Last week one of our former athletes reached out to me about doing an interview for a class he was taking. His assignment was to interview someone in the field he intended to work in, just to get a better idea of what it’s like.
On a personal note, it’s pretty cool to see athletes I’ve worked with as young teenagers buy in to the process and see results so much that they pursue a career in the same field. This reminds me of something I remember Mike Boyle saying. To paraphrase, “It’ll take 10 years to realize the real impact you have on kids’ lives.” I haven’t been at Endeavor quite that long, but have already had several athletes tell me they’re now (or will soon be) pursuing a career in strength and conditioning, physical therapy, or some other related profession.
Getting back to the interview, the first question he asked me was what some of the pros and cons were of working in the industry. I’m quite confident that everyone views these differently, depending on their individual circumstances, but here is my take.
It really depends exactly what sector you want to work in, as working with different ages, genders, athletic populations, and settings will all lead to different pros and cons. In my position, I get an opportunity to work with populations ranging from youth athletes looking to stay healthy and improve their performance to Olympic athletes training to compete for a world championship with USA Hockey to general population clients looking to improve their fitness.

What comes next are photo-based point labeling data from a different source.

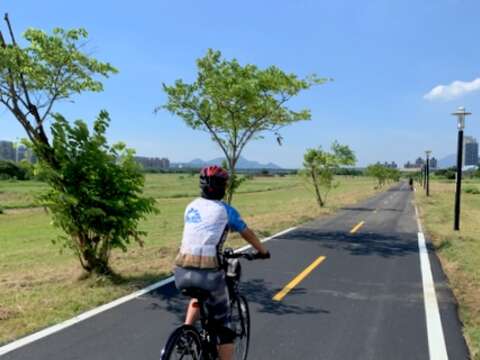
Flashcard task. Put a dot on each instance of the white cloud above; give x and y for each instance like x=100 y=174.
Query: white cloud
x=452 y=91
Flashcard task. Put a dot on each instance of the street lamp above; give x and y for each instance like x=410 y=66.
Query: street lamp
x=460 y=114
x=427 y=153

The one thing common to every population that continues to fuel my enjoyment for the field is the opportunity to facilitate someone’s development.
Simply, watching people progress is rewarding.
As you may know, some of the players I started training shortly after joining Endeavor are now currently playing for professional teams. It’s great to watch them develop, both as athletes and as people.
Quality training can have a huge impact on a person, both physically and psychologically, and it’s fulfilling to help guide people toward their goals.
Every training client will bring his/her own challenges. I don’t view any of them as “cons” per se, but there are parts of my job that I definitely enjoy less than others.
Because everyone can exercise, a lot of people think they’re exercise experts.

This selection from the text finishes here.